CEZ AS, the state-controlled utility which plans to add reactors at the Temelin nuclear power station, is scheduled to pick the winner of a $10 billion expansion tender this summer. Chief Executive Officer Daniel Benes has asked the current Cabinet to provide a fixed purchase price for the power produced by the new reactors to ensure the project’s profitability.
Such a guarantee could put too much strain on the state’s finances, said Mladek, whose Social Democrats are riding a wave of voter discontent with the austerity policies of the center-right government of Prime Minister Petr Necas.
The party, known as CSSD, would get 84 of 200 seats in the lower house of parliament if elections were held now, compared with 42 seats for Necas’s Civic Democrats, and 29 for the junior coalition partner TOP09, according to a Stem poll conducted two weeks ago. No margin of error was given.
“The outlook for electricity prices is negative, so the taxpayers would bear all the risk, which is unacceptable,” Mladek said. “We could end up paying the same kind of subsidies like for solar power.”

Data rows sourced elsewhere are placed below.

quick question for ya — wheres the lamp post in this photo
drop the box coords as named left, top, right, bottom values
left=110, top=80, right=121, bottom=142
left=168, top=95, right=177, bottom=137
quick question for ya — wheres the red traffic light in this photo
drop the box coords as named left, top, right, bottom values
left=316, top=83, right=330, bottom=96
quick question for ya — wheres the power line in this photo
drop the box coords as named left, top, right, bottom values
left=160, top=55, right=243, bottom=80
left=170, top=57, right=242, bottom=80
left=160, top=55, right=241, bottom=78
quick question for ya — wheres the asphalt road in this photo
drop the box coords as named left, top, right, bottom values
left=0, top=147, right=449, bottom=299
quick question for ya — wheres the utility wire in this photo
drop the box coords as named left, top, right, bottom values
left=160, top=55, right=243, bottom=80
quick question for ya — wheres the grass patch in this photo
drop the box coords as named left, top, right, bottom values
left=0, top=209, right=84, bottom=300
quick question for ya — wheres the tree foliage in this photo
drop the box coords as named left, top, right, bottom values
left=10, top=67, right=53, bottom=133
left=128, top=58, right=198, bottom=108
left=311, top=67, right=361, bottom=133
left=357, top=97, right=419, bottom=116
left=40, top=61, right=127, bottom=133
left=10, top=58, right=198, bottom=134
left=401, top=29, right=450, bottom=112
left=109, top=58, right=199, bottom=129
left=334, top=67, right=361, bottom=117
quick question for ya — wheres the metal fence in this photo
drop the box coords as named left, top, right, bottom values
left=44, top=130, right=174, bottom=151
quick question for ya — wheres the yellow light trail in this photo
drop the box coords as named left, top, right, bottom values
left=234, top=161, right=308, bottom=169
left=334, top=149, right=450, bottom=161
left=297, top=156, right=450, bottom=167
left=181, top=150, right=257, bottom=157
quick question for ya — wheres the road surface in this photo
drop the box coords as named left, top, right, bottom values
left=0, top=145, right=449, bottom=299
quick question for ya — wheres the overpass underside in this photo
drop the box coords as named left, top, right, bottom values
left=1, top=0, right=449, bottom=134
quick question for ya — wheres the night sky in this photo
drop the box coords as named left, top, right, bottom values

CEZ is planning to sign a final contract in the Temelin tender before the end of this year. Westinghouse Electric Corp. and a Russian-Czech consortium led by Rosatom Corp.’s unit Atomstroyexport are the sole competitors after CEZ threw out Areva SA’s bid last October. Areva has filed an appeal with the Czech anti-trust office over the exclusion.
Shares of CEZ were down 0.2 percent to 646.9 koruna at 9:35 a.m. in Prague. The stock has lost 5 percent of its value since the beginning of January.